Back in 2002 I was taking an advanced printmaking class at CSULB. There was a different method/technique to learn every one or two weeks. Students were expected to define their own approach and theme for each of them. For the silk-screen printmaking assignment, I chose to do a rather simple mask-and-template cutouts approach first. The beginning silk screen provides a multi-colored block print that is then further developed with additional mixed media or finer silk-screen applications on top of the first level print. Note that each color requires its own silk-screen application, including the drying time for each layer. Generally speaking, silk screens are a very effective way to make colorful compositions using just a few hues and colors. For my theme I chose to develop a figurative work based on Dante Aligheri, a 13th century Italian poet who became famous for this long poem, “Divine Comedy”, that describes his view of the 13 rings of the medieval reality stretching from heaven to earth to hell. In two weeks I had to make ten copies of my series of silk-screen prints and then modify each of them to create a set of ten finished silk-screen monoprints. This group of prints is like a theme and variation set of work with a common beginning design.

My first image shown above is one of the ten mixed-media silk-screen prints of my “Divine Comedy” series from 2002. After I made the silk screen, I then used colored pencils and drawing ink to refine the central image of Dante. However, as a composition, I never felt that it was completed. The beginning silk screen layers are too separate and the standing-figure-in-an-alcove design was too static. Although I did complete the class assignment, I then put these prints in my file drawer for the next 18 years. Dante himself might have been disappointed.

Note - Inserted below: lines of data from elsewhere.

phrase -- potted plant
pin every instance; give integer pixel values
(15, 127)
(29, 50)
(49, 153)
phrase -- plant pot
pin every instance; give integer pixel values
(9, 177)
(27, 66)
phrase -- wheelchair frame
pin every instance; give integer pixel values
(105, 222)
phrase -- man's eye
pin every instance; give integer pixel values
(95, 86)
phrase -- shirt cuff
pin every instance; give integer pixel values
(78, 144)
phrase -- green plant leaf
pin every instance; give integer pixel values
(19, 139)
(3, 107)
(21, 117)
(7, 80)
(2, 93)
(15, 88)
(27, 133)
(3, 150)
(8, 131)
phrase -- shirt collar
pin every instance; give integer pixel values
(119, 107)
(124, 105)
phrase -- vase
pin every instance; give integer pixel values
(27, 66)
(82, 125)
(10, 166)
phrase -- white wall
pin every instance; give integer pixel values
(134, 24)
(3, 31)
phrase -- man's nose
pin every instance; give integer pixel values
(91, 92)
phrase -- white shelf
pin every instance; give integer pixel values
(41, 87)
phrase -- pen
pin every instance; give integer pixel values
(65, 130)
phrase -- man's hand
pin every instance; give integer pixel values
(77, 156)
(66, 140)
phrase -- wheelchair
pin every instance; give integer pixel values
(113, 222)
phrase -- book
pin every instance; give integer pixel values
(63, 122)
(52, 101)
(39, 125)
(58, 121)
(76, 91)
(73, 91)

After these 18 years of not deciding what to do with these silk-screen prints, I finally decided that I am a painter and that I could improve these prints with some gouache painting. For all of those not familiar with this medium, gouache paints are water-based opaque paint that goes back about 150 years. Most watercolor painters don’t like to used opaque paints, because they are not transparent unless the color is thinned down with lots of water. My second image shown above of the #5 silk-screen print includes both thick and thin gouache painted over parts of the original silk screen work. I chose a light valued blue-grey color, which includes white gouache to lighten the value, as well as added water to thin the paint and make it semi-transparent.
Comparing these two images, one can see that the blue-grey lines added over the reds, yellows, greens and the bare white paper really integrates the composition and adds its own painterly marks. I varied the density of the blue-greys in different areas to get a mixture of subtle variations. They cool down the bright yellows and the hot flat reds to add more variety of color to the silk screen print and to soften many of the hard-edged color shapes that did not come together. Also, there are variations in the blue-grey gouache in parallel brush strokes that add a variety of mark making and texture as well as cool color.

In my third image shown above I show another application of light blue-grey gouache to another one of the ten silk screens. I point out that there were some variations in each of the original ten silk screen prints. Again, I added a light blue-grey brush marks over many of the original colors, and gain a better integration of the composition. In this one I also added a light-warm pink gouache color to the central figure’s face and left arm, because the values and color were off. In the red alcove area above the figure, the light blue-greys are shifted with more blues in some of the marks to both reduce the flat broad red area and add more variation to the alcove. Note too that adding the blue-grey completes the color composition and makes it more pleasing to the eye.
For my Dante figure I found an old painting of him, done after he had passed away. But it gave me a model to work from. None of the ten images in the ten silk screens are really not the same, but that does not matter to a Modernist painter in the 21st century. I hope that those reading this blog are following my logic and argument that you can draw on the Western art tradition of painting, and even make references to the past, while making a contemporary work or art.